Kami bertemu di sebuah kafe dekat kampus, tempat biasa kami nongkrong saat ingin mengobrol lebih santai. Aku menatap sahabatku yang duduk di depanku, mencoba mencari keberanian untuk memulai pembicaraan.

“Karin, aku mau tanya sesuatu,” ucapku akhirnya.

Karin mengangkat wajahnya dari cangkir kopi yang sedang diaduknya. “Tanya apa?”

Aku menghela napas dalam-dalam. “Akhir-akhir ini, kamu sama Reza... kok, kayaknya makin dekat, ya?”

Karin tersenyum, tapi ada sesuatu di matanya yang membuatku merinding. “Kami memang sudah lama dekat, Alya. Kamu juga tahu itu, kan?”

Aku menelan ludah. “Iya, tapi... aku merasa ada yang berubah.”

Karin menatapku lebih lama, lalu menghela napas. “Alya, kamu jangan berpikir yang aneh-aneh, ya. Aku nggak mungkin ngerebut pacar sahabatku sendiri.”

Aku ingin percaya padanya. Kata-katanya terdengar meyakinkan, tapi ada sesuatu dalam suaranya yang terdengar tidak tulus.

“Beneran?” tanyaku pelan.

Karin tersenyum, kali ini lebih lebar. “Tentu saja. Aku nggak mungkin ngelakuin itu ke kamu.”

Aku mengangguk pelan, mencoba mengabaikan firasat buruk yang kembali menyeruak.

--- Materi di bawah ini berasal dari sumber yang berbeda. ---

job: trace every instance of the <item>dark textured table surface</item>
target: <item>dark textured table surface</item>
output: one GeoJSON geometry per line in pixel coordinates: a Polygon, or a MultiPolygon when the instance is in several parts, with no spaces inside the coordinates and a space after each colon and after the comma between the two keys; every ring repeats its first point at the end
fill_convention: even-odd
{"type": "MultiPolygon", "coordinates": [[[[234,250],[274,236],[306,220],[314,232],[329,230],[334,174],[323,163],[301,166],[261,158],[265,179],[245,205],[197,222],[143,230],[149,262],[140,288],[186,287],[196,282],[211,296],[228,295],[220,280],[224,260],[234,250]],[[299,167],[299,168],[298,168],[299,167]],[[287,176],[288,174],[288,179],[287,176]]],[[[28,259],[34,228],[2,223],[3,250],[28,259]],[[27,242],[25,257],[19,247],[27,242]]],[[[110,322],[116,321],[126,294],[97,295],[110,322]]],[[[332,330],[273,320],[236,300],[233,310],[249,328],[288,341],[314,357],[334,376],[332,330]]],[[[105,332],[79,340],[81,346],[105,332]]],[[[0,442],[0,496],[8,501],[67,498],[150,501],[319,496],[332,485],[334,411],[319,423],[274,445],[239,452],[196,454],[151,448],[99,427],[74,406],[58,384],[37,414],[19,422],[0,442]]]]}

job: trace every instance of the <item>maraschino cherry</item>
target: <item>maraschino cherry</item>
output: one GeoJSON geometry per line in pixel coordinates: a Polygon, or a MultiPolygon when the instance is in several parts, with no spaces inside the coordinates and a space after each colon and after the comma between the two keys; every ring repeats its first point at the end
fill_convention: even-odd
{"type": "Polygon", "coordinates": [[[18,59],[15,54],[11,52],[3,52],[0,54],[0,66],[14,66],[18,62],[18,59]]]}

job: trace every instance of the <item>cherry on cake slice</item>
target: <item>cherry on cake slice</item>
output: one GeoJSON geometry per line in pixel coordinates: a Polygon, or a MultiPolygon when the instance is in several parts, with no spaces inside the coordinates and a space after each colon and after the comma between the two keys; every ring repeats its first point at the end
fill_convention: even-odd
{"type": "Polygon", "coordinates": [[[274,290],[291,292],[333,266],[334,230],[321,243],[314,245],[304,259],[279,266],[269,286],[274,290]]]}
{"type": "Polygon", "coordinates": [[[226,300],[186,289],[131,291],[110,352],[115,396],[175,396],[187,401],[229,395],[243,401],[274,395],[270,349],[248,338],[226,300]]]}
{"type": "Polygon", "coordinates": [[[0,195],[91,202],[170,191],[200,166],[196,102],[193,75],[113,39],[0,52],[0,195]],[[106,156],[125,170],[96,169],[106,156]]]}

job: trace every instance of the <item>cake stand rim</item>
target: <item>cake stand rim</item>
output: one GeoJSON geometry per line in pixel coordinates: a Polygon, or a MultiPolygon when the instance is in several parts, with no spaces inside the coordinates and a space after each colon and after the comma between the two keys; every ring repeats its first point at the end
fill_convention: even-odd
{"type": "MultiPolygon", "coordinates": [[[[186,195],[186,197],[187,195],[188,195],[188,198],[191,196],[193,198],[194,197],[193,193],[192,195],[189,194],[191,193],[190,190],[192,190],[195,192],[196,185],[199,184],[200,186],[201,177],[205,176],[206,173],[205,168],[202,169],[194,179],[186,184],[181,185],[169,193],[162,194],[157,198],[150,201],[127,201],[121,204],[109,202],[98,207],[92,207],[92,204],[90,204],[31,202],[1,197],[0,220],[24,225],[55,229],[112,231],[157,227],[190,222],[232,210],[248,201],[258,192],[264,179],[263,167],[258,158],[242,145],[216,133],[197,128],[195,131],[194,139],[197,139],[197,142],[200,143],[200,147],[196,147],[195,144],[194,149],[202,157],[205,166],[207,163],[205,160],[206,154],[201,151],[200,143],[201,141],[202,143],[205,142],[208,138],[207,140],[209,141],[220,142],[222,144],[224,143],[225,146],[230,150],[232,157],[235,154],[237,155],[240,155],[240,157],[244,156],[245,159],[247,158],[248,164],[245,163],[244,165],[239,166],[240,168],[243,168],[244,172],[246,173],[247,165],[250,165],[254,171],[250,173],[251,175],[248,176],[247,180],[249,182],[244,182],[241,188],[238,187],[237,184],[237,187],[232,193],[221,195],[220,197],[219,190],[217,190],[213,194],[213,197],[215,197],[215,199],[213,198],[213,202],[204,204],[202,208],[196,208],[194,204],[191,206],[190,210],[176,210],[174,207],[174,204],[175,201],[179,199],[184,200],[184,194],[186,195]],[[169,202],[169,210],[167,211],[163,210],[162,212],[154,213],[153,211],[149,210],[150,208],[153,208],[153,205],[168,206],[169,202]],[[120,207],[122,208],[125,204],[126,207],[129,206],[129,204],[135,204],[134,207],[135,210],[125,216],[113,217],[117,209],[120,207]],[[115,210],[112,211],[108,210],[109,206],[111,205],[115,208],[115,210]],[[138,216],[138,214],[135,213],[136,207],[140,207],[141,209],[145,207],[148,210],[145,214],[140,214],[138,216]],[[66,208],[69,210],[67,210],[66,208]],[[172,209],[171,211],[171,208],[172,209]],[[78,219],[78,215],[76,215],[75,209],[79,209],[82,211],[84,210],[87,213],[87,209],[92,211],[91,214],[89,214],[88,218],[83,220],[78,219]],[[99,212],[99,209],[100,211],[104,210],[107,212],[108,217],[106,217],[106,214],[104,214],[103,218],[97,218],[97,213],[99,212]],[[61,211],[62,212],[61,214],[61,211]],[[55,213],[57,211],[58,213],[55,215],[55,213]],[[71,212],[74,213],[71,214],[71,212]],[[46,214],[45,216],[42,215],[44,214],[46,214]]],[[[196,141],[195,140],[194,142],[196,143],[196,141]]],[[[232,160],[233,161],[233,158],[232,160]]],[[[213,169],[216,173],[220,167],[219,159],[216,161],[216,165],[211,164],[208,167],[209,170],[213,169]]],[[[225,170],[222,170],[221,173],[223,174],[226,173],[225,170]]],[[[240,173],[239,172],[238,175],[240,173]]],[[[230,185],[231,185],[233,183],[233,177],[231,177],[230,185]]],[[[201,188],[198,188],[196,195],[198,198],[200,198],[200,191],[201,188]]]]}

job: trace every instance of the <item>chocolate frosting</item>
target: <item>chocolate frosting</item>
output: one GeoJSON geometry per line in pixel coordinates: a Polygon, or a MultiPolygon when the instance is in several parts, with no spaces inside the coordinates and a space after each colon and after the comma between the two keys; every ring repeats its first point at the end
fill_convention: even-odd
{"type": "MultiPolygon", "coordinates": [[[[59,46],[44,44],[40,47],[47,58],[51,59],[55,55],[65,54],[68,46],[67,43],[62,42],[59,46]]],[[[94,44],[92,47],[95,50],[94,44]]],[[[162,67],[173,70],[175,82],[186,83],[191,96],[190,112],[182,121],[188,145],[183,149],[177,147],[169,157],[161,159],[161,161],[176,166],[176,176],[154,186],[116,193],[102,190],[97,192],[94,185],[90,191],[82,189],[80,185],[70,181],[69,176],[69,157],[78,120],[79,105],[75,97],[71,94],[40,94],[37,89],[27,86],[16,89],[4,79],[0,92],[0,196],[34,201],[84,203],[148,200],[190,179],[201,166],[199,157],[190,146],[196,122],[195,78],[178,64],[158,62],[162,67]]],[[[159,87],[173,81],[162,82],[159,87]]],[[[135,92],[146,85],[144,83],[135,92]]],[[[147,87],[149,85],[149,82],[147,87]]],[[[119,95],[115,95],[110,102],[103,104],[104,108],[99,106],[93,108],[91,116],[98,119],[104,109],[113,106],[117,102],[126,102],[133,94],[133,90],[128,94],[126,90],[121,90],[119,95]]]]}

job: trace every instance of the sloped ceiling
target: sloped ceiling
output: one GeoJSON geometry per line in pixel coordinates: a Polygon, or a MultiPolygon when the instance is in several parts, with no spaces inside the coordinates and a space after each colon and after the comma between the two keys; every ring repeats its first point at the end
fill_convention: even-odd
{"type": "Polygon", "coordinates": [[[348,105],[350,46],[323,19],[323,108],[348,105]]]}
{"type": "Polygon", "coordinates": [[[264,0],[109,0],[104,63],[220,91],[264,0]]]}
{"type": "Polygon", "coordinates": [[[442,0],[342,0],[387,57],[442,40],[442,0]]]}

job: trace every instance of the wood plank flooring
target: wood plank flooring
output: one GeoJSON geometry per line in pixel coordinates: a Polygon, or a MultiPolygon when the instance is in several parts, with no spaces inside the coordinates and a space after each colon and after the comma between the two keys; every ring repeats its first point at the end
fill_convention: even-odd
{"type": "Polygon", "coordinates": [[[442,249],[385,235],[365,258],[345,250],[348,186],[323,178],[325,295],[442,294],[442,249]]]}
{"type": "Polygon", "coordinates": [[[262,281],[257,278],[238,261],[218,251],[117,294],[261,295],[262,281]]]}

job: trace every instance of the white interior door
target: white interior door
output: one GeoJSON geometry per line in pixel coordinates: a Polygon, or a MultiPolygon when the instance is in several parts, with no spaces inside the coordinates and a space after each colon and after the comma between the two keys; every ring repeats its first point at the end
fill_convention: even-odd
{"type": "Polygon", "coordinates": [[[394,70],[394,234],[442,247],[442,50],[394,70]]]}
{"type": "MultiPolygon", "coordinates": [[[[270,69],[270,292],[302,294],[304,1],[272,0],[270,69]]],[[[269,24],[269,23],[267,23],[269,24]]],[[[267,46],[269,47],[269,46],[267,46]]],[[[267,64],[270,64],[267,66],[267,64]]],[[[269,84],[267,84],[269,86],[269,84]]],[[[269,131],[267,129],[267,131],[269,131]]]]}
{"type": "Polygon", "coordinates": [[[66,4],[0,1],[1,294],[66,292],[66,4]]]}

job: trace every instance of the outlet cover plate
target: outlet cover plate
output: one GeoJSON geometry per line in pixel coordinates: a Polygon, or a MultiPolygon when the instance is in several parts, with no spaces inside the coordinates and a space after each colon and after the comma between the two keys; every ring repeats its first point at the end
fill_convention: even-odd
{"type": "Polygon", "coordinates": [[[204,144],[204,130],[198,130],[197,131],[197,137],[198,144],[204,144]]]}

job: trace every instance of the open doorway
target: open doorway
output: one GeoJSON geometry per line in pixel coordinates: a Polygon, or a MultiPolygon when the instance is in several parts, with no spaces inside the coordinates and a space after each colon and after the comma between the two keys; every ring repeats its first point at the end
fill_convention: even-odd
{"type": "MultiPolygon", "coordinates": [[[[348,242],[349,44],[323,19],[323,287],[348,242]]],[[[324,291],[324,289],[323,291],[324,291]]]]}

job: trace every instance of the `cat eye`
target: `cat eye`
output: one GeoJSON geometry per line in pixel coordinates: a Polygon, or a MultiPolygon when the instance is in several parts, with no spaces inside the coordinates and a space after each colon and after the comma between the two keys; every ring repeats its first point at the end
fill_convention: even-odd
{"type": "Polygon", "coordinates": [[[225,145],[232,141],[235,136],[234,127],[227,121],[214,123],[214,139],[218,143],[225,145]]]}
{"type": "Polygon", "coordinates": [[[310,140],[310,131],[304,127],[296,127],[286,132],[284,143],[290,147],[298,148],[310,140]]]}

Tapi beberapa hari kemudian, aku menemukan bukti yang tidak bisa lagi kupungkiri.

---

Hari itu, aku tidak sengaja melihat ponsel Reza terbuka di meja saat kami sedang makan bersama di kantin. Dia pergi sebentar untuk mengambil minum, meninggalkan ponselnya begitu saja.

Aku tidak pernah suka mengintip ponsel orang lain. Aku percaya pada Reza. Aku percaya bahwa hubungan kami dibangun di atas kepercayaan.

Tapi entah kenapa, ada dorongan kuat dalam hatiku yang membuatku mengambil ponsel itu dan membuka chat terakhirnya.

Dan di sanalah aku menemukannya.

Karin: Aku kangen. Kita ketemu nanti malam, ya?

Tanganku gemetar saat membaca pesan itu. Aku menelusuri percakapan mereka lebih jauh, dan semakin aku membaca, semakin hatiku terasa remuk.

Mereka sudah sering bertemu di belakangku. Mereka berbagi rahasia yang aku tidak tahu. Bahkan ada beberapa pesan dari Reza yang membuat air mataku hampir jatuh.

Reza: Alya mulai curiga. Kita harus lebih hati-hati.

Dadaku terasa sesak. Ini nyata. Semua firasat buruk yang selama ini kucoba abaikan ternyata benar adanya.

Reza mengkhianatiku.

Dan yang lebih menyakitkan, dia mengkhianatiku dengan sahabatku sendiri.

Aku buru-buru mengembalikan ponsel itu ke tempatnya semula sebelum Reza kembali. Saat dia duduk di depanku dan tersenyum seperti tidak ada yang terjadi, aku hanya bisa menatapnya dengan perasaan hancur.

Aku ingin marah. Aku ingin berteriak dan menanyakan semua ini padanya.

Tapi saat itu, aku terlalu sakit hati untuk berkata apa-apa.

Aku hanya ingin pulang dan menangis sendirian.

---

Malam itu, aku duduk di kamar sambil menatap layar ponselku.

Aku ingin menelepon Karin dan memintanya untuk jujur. Aku ingin menghubungi Reza dan menanyakan semua ini. Tapi jari-jariku hanya bergetar di atas layar.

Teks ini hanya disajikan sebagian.